Horse - is usually cheerful, and popular. There is quick wit, and an undercurrent of raw sex-appeal. He/she is a seeker of adventure at heart, and has a strong desire for independence. As you can imagine, it is not easy for a Horse to stay in a relationship, and most go in and out quite a lot. There is an impetuousness here which can be quite charming, but at worst the Horse is inconsistent, and has an explosive temper.
Sheep - is caring, even to the point of being easily taken in by the sob stories of others. There is a strong artistic streak, and the Sheep is known for his/her creativity. On the outside he/she can appear subdued, and shy, but inside there is a determination that can be unshaking and passionate. He/she instinctively knows how to placate or evade enemies. Negatively, he/she is overly theatrical, pessimistic, or withdrawn.

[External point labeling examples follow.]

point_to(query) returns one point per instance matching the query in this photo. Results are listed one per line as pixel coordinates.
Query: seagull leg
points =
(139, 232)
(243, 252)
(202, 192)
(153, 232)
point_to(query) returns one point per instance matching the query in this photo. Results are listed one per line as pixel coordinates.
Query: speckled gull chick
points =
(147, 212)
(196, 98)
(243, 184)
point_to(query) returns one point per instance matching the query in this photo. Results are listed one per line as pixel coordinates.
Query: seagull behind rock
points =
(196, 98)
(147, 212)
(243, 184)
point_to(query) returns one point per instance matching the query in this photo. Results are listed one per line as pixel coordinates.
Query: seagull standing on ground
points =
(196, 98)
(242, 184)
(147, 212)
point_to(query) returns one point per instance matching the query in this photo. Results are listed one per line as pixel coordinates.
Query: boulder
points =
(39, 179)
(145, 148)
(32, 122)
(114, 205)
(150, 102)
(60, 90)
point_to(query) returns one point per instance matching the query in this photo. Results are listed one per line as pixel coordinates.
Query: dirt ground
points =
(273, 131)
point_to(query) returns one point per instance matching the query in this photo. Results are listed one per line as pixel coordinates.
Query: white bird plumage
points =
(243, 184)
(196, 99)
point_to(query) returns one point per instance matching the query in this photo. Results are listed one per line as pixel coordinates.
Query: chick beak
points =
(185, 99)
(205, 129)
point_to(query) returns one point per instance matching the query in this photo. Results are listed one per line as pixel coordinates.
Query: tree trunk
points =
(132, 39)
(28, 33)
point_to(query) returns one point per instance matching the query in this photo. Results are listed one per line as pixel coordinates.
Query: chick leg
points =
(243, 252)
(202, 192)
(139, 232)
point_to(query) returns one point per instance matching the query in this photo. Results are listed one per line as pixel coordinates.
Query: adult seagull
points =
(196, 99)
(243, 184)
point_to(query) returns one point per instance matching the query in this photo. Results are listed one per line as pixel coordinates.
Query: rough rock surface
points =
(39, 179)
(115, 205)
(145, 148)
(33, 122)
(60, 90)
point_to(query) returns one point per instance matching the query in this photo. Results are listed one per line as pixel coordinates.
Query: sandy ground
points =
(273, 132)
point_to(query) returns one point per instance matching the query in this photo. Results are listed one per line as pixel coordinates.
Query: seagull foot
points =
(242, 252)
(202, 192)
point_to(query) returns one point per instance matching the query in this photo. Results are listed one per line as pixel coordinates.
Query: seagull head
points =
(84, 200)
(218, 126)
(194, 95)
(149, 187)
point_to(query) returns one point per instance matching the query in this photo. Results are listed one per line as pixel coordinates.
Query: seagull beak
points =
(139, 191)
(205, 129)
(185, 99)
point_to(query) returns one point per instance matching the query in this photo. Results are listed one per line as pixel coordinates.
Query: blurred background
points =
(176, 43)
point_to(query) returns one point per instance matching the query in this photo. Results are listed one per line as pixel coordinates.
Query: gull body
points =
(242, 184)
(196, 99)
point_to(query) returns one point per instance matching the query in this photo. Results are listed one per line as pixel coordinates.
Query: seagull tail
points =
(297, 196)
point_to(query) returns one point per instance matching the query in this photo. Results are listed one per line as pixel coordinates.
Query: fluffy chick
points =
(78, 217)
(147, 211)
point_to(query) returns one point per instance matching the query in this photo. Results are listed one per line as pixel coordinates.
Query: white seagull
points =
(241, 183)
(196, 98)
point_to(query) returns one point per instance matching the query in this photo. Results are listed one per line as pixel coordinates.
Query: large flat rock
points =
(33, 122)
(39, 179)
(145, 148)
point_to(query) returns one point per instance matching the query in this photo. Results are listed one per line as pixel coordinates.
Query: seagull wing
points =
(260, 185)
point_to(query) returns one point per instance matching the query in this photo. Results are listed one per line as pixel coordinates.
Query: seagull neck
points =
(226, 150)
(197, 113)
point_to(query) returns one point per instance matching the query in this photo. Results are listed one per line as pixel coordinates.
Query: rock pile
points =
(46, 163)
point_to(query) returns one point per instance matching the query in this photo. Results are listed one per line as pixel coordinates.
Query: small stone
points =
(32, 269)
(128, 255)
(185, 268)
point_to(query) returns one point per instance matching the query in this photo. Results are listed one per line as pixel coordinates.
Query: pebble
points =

Monkey - is the most inventive, improvisational sign of the twelve, quick witted and clever. He/she is versatile, and a learns quickly, and makes an excellent mimic, or actor/actress. Many have equated the Monkey with the Western sign Gemini, because they are both known for their childlike curiosity and joy. Negatively, he/she tends to have a superiority complex about his/her mind and cleverness.
Rooster - can be quite assertive, and self-assured, and just like the image of the barnyard animal, usually struts around with pride in his/her appearance. They are eccentric, though, moreso than the other eleven put together. It seems there are two types: those that are very talkative, and those that are the watchers, seeing right through people. When negative, you find him/her to be very opinionated, or with delusions of grandeur.
Dog - is loyal, with a passion for justice and fairplay. Rarely demanding, usually friendly and unpretentious, the Dog seems to have friends everywhere. Of course, it doesn't hurt that there is an inherent sex appeal, too. When there is trouble, call your Dog friend and he/she won't be able to resist helping you out. At worst he/she worries too much, is obstinate and unbending.
Boar - seeks peace and harmony, and prefers to let fights die down rather than fueling them. If there must be a fight, a Boar fights fair. He/she is truly the 'nice guy', simple, honest and trustworthy. Yet the Boar is also known to avidly pursue pleasure, and must be careful to avoid excess. He/she is a good listener, and non-judgmental. At worst, the pursuit of pleasure can become obsessive, and has a great difficulty saying 'No'.